John, Alvaro,
do we have a consensus whether we need the update to RFC 7370 or not?
thanks,
Peter
On 13/05/2021 21:12, Les Ginsberg (ginsberg) wrote:
Alvaro –
FWIW, I agree w John here.
There are many examples – to cite a few:
Sub-TLVs for TLVs 22, 23, 25, 141, 222, and 223 (Extended IS
reachability, IS Neighbor Attribute, L2 Bundle Member Attributes,
inter-AS reachability information, MT-ISN, and MT IS Neighbor Attribute
TLVs)
…
Reference
[RFC5305][RFC5316][RFC7370][RFC8668]
RFC 8868 is not marked as updating RFC 7370.
RFC 7370 is not marked as updating RFC 5316/RFC 5305.
Sub-TLVs for TLVs 135, 235, 236, and 237 (Extended IP reachability, MT
IP. Reach, IPv6 IP. Reach, and MT IPv6 IP. Reach TLVs)
…
Reference
[RFC5305][RFC7370]
Again, RFC7370 is not marked as updating RFC 5305.
I think it is sufficient to request that IANA add the new RFC to the
list of References for the modified registry.
Les
*From:* Lsr <[email protected]> *On Behalf Of *John Scudder
*Sent:* Thursday, May 13, 2021 11:00 AM
*To:* Alvaro Retana <[email protected]>
*Cc:* John Scudder via Datatracker <[email protected]>; Christian Hopps
<[email protected]>; [email protected]; The IESG <[email protected]>;
[email protected]; [email protected]
*Subject:* Re: [Lsr] John Scudder's No Objection on
draft-ietf-lsr-isis-srv6-extensions-14: (with COMMENT)

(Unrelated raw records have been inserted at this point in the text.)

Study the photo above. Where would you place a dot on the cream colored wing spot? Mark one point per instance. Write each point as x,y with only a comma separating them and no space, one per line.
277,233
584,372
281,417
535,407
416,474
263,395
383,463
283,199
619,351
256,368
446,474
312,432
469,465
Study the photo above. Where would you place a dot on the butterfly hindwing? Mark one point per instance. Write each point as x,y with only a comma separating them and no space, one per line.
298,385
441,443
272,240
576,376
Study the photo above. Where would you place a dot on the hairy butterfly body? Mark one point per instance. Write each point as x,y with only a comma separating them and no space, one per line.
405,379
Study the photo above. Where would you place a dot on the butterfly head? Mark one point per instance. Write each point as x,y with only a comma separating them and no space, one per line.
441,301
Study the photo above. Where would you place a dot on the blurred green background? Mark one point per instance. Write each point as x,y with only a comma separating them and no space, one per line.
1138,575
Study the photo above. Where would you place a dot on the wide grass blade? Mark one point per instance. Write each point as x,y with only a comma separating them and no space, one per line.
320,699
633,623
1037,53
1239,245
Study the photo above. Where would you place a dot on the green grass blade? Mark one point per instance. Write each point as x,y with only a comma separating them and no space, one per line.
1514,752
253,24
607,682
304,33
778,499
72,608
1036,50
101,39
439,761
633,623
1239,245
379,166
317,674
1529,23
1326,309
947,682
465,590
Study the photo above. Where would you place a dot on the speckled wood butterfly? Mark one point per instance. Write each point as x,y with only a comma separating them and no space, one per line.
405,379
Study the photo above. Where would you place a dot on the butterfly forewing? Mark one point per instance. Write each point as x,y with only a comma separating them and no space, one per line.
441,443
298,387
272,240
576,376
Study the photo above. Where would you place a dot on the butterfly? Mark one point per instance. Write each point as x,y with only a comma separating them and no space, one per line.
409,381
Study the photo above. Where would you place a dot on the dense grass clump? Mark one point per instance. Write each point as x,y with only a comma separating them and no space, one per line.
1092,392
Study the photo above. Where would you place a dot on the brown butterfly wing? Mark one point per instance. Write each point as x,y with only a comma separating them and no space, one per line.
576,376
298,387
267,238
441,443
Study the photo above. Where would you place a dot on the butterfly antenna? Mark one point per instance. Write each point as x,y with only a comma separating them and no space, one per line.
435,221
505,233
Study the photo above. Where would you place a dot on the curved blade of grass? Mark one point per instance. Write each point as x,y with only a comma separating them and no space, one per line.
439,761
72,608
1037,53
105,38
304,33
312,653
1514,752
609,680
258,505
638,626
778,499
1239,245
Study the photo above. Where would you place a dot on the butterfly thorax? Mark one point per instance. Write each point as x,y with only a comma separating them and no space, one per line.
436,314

On May 13, 2021, at 1:20 PM, Alvaro Retana <[email protected]
<mailto:[email protected]>> wrote:
This documents updates RFC 7370 by modifying an existing
registry.
Also, this doesn’t seem to me like an update to RFC 7370. It’s
normal for an
RFC to update an IANA registry, without saying it updates a
previous RFC that
established that registry. I think the “updates” just confuses
matters and
clutters things up, and should be removed.

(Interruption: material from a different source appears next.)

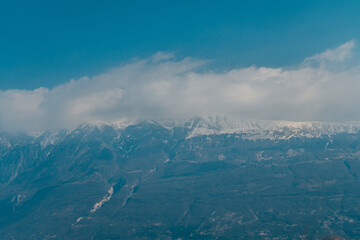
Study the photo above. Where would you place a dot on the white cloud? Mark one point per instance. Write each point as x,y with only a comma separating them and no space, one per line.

In this case the document is not only registering a value. It is
changing the name of the registry, adding an extra column, and
updating all the other entries (§11.1.*). The Updates tag is used
because it significantly changes the registry.
Still seems unnecessary to me, registries are moving targets, citation
of all the relevant RFCs in their references should be sufficient. So,
the registry would be updated so that it cited both this spec and 7370,
and someone wanting to know “how did the registry get this way?” would
be able to work it out.
I’m not going to fight about it; the “updates” is not very harmful. I
say “not very” because the diligent reader might be led to think they
need to go read RFC 7370 in order to properly understand this spec, and
waste some time realizing that isn’t true. Since for better or worse we
don’t have a firm definition of when we do, and don’t, use “updates”, it
comes down to a matter of personal taste in the end.